Antidepressants seems to have some therapeutic effects as they enhance synaptic levels of norepinephrine and serotonin. Further, different medicines are known to augment the activity of one another like as seen in the case of fluoxetine which augmented the activity of methylphenidate when taken together.

Bupropion, a norepinephrine-dopamine reuptake inhibitor (NDRI), which works by inhibiting the reabsorption of two important brain chemicals – norepinephrine and dopamine, is known to have wake-promoting effects.

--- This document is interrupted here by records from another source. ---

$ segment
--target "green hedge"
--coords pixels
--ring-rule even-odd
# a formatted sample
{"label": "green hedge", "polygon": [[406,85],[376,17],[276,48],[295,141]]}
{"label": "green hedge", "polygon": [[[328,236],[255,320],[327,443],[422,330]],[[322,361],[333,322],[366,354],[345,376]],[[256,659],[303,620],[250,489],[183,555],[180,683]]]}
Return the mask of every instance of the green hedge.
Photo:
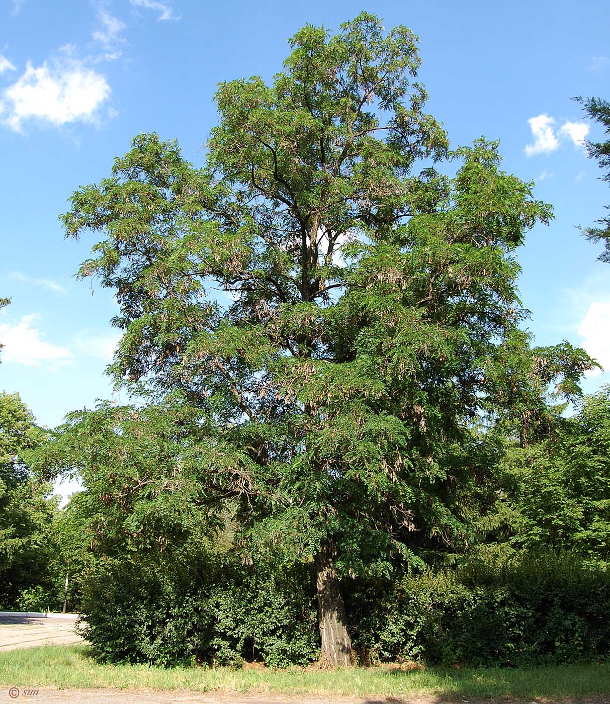
{"label": "green hedge", "polygon": [[[610,651],[610,575],[570,558],[342,582],[363,663],[531,665]],[[111,662],[305,665],[318,655],[310,566],[112,562],[87,582],[87,636]]]}
{"label": "green hedge", "polygon": [[109,662],[306,665],[319,654],[307,567],[116,562],[86,580],[85,635]]}

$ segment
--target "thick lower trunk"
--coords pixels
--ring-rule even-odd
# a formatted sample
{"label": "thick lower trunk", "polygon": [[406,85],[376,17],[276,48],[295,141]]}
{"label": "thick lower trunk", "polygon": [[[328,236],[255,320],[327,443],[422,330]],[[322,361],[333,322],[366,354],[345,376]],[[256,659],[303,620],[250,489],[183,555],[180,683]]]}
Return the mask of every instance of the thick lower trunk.
{"label": "thick lower trunk", "polygon": [[322,641],[321,659],[333,665],[351,663],[351,641],[347,632],[345,605],[334,565],[335,546],[324,541],[316,555],[318,617]]}

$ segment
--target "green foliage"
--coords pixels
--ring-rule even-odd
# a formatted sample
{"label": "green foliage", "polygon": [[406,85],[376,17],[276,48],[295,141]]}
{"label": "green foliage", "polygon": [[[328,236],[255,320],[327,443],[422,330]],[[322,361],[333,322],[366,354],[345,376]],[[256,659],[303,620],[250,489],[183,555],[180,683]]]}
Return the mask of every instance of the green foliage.
{"label": "green foliage", "polygon": [[609,655],[610,576],[566,554],[358,585],[365,660],[523,666]]}
{"label": "green foliage", "polygon": [[505,469],[480,524],[487,544],[610,565],[610,386],[585,396],[544,442],[512,448]]}
{"label": "green foliage", "polygon": [[[595,122],[599,122],[610,137],[610,102],[602,98],[574,98],[583,106],[584,112]],[[610,183],[610,139],[605,142],[587,142],[587,151],[590,158],[597,159],[600,169],[609,170],[601,177],[603,181]],[[610,206],[606,206],[610,208]],[[598,258],[600,261],[610,263],[610,216],[602,218],[597,221],[598,227],[581,228],[585,237],[592,242],[602,242],[604,251]]]}
{"label": "green foliage", "polygon": [[4,608],[17,608],[32,598],[52,601],[49,536],[56,500],[48,498],[51,487],[34,479],[28,464],[30,453],[46,437],[18,394],[0,394],[0,606]]}
{"label": "green foliage", "polygon": [[330,538],[343,574],[387,570],[465,539],[456,494],[496,446],[473,425],[527,407],[535,429],[547,385],[575,393],[592,363],[538,373],[514,251],[551,209],[496,142],[432,168],[415,36],[362,13],[291,46],[273,85],[221,84],[204,168],[140,134],[63,222],[104,238],[80,275],[118,296],[117,383],[192,407],[247,549]]}
{"label": "green foliage", "polygon": [[[109,560],[87,582],[87,637],[109,662],[269,667],[316,659],[311,565]],[[343,585],[361,663],[522,667],[609,655],[610,574],[568,554]]]}
{"label": "green foliage", "polygon": [[[120,306],[111,372],[148,402],[72,414],[38,455],[84,483],[78,560],[116,595],[111,609],[85,589],[101,655],[307,660],[311,598],[291,606],[285,572],[323,543],[344,589],[454,556],[501,434],[547,432],[549,389],[574,398],[595,365],[568,343],[531,348],[516,251],[551,208],[502,170],[497,142],[449,151],[416,44],[366,13],[334,35],[308,25],[270,84],[220,84],[203,168],[139,134],[73,194],[66,234],[99,239],[80,274]],[[435,165],[449,159],[452,177]],[[244,564],[273,555],[278,582],[219,577],[213,618],[211,596],[158,572],[221,532]],[[102,611],[119,603],[111,635]]]}
{"label": "green foliage", "polygon": [[243,565],[200,546],[179,559],[110,560],[85,584],[86,634],[113,662],[306,665],[319,653],[310,584],[307,565]]}

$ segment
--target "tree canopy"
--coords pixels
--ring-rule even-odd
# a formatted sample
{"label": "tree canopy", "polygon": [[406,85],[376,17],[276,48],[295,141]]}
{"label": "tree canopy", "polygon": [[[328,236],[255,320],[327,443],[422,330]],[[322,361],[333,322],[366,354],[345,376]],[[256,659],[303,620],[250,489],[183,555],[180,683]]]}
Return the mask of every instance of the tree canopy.
{"label": "tree canopy", "polygon": [[363,13],[290,46],[271,84],[220,84],[203,167],[138,135],[63,216],[101,238],[80,274],[120,306],[111,373],[168,409],[185,444],[157,459],[197,481],[147,484],[124,432],[81,442],[99,420],[139,439],[137,409],[74,419],[68,454],[92,476],[116,458],[115,500],[230,505],[246,559],[263,543],[313,559],[323,657],[345,664],[341,579],[467,539],[463,489],[497,463],[494,429],[544,432],[549,385],[571,398],[595,363],[531,348],[515,252],[551,208],[497,142],[449,150],[416,36]]}
{"label": "tree canopy", "polygon": [[[601,177],[603,181],[610,183],[610,102],[603,98],[587,98],[583,100],[574,99],[583,106],[583,110],[589,117],[604,127],[609,139],[605,142],[585,142],[590,158],[597,159],[600,169],[609,170]],[[610,208],[610,206],[606,206]],[[583,228],[586,238],[592,242],[602,242],[604,251],[599,256],[600,261],[610,263],[610,216],[601,218],[596,222],[599,227]]]}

Fluoxetine, an antidepressant of the selective serotonin reuptake inhibitor (SSRI) class is also known to have mild stimulating effects. It is also known to augment the activity of methylphenidate.

=== Caffeine ===
Caffeine is one of the safer nondopaminergic wake-promoting compounds. It is widely used but "has intolerable side effects at high doses (including cardiovascular), and it is generally not efficient enough for patients with hypersomnia or narcolepsy." Although it is commonly used by people with IH or narcolepsy, many people with these disorders report that it has only limited benefit on their sleepiness.

=== Melatonin ===
Melatonin is a hormone that the body produces to help regulate sleep. One small study, which used a dose of 2 mg slow-release melatonin at bedtime, found that 50% of participants had "shortened nocturnal sleep duration, decreased sleep inertia, and relieved daytime sleepiness." Other studies have shown that melatonin synchronizes the circadian rhythms, and improves the "onset, duration and quality of sleep."

=== Levothyroxine ===
There have been some studies suggesting levothyroxine as a possible treatment for IH, especially for patients with subclinical hypothyroidism. This treatment does carry potential risks (especially for patients without hypothyroidism or subclinical hypothroidism), which include cardiac arrhythmia.

=== Orexin agonists ===
Orexin-A has been shown to be strongly wake-promoting in animal models, but it does not cross the blood–brain barrier. Suvorexant, a orexin receptor antagonist, has been developed to limit the natural effects of orexin in patients with insomnia. It is therefore possible that a orexin agonist may be similarly developed for the treatment of hypersomnia.

=== Levodopa ===
Levodopa (L-DOPA) is an amino acid and is the precursor to the neurotransmitters dopamine, norepinephrine (noradrenaline), and epinephrine (adrenaline). As per a study of six narcoleptic patients it was found that L-DOPA improved vigilance and performance as evaluated by the AVS and the FCRTT, while the capacity to fall asleep rapidly remained unchanged as evaluated by the MSLT. It raises the hypothesis that dopamine may play a role in the physiopathology of excessive daytime sleepiness of this condition.

=== Carnitine ===
Carnitine has also been shown to improve narcolepsy symptoms (including daytime sleepiness) by increasing fatty-acid oxidation. Abnormally low levels of acylcarnitine have been observed in patients with narcolepsy. These same low levels have been associated with primary hypersomnia in general in mouse studies. "Mice with systemic carnitine deficiency exhibit a higher frequency of fragmented wakefulness and rapid eye movement (REM) sleep, and reduced locomotor activity." Administration of acetyl-L-carnitine was shown to improve these symptoms in mice. A subsequent human trial found that narcolepsy patients given L-carnitine spent less total time in daytime sleep than patients who were given placebo.